Sex Differences in Resilience and Resistance to Brain Pathology and Dysfunction Moderated by Cerebrovascular Response to Exercise and Genetic Risk for Alzheimer's Disease

Abstract

Sex as a biological variable appears to contribute to the multifactorial etiology of Alzheimer's disease. We tested sex-based interactions between cerebrovascular function and APOE4 genotype on resistance and resilience to brain pathology and cognitive executive dysfunction in cognitively-normal older adults. Female APOE4 carriers had higher amyloid-β deposition yet achieved similar cognitive performance to males and female noncarriers. Further, female APOE4 carriers with robust cerebrovascular responses to exercise possessed lower amyloid-β. These results suggest a unique cognitive resilience and identify cerebrovascular function as a key mechanism for resistance to age-related brain pathology in females with high genetic vulnerability to Alzheimer's disease.

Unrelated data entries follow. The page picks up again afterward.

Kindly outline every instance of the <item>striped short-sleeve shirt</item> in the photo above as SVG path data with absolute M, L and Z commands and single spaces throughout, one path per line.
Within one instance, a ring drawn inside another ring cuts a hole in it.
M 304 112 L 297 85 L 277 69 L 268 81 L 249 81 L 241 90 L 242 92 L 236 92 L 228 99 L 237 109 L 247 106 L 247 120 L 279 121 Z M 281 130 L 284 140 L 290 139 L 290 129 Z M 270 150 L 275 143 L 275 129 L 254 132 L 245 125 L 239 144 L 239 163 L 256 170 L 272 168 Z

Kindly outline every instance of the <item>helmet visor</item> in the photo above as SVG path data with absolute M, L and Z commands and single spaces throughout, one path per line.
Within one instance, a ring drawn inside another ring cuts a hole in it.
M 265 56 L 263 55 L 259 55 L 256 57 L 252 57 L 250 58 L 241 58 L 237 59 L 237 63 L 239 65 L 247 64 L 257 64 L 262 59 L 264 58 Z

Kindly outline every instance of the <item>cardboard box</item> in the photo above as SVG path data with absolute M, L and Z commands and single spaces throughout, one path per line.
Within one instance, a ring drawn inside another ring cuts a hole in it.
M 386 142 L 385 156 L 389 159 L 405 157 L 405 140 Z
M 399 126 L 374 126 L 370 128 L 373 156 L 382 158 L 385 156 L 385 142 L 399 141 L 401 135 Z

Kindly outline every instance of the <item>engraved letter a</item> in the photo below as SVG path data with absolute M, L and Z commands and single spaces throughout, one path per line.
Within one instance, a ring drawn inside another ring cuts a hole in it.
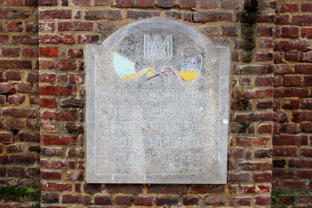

Keywords: Aging; Apolipoproteins E; amyloid; cardiovascular system; cerebrovascular circulation; cognition; female; hemodynamics; ultrasound.

Figure 1.

Global amyloid-β (Aβ) deposition (A) and cognitive executive function performance (B) in male and female APOE4 carriers and noncarriers. A sex-by-genotype interaction revealed that female APOE4 carriers possessed higher levels of Aβ compared to males (p=.037) and female noncarriers (p=.006) (A). There were no interactive effects or group differences in Stroop ratio, in which all older adult subgroups achieved similar levels of cognitive performance (B).

Figure 2.

Association between cerebrovascular response to exercise (CVR) and amyloid-β (Aβ) deposition in APOE4 carriers (A) and noncarriers (B). Higher CVR was associated with lower levels of Aβ deposition in female APOE4 carriers (r=−.54, p=.048), while showing no relationship in male APOE4 carriers (r=−.17, p=.716) (A). Similarly, CVR and Aβ were negatively associated in male noncarriers (r=−.64, p=.008), and showed a similar pattern in female noncarriers (r=−.29, p=.09) (B).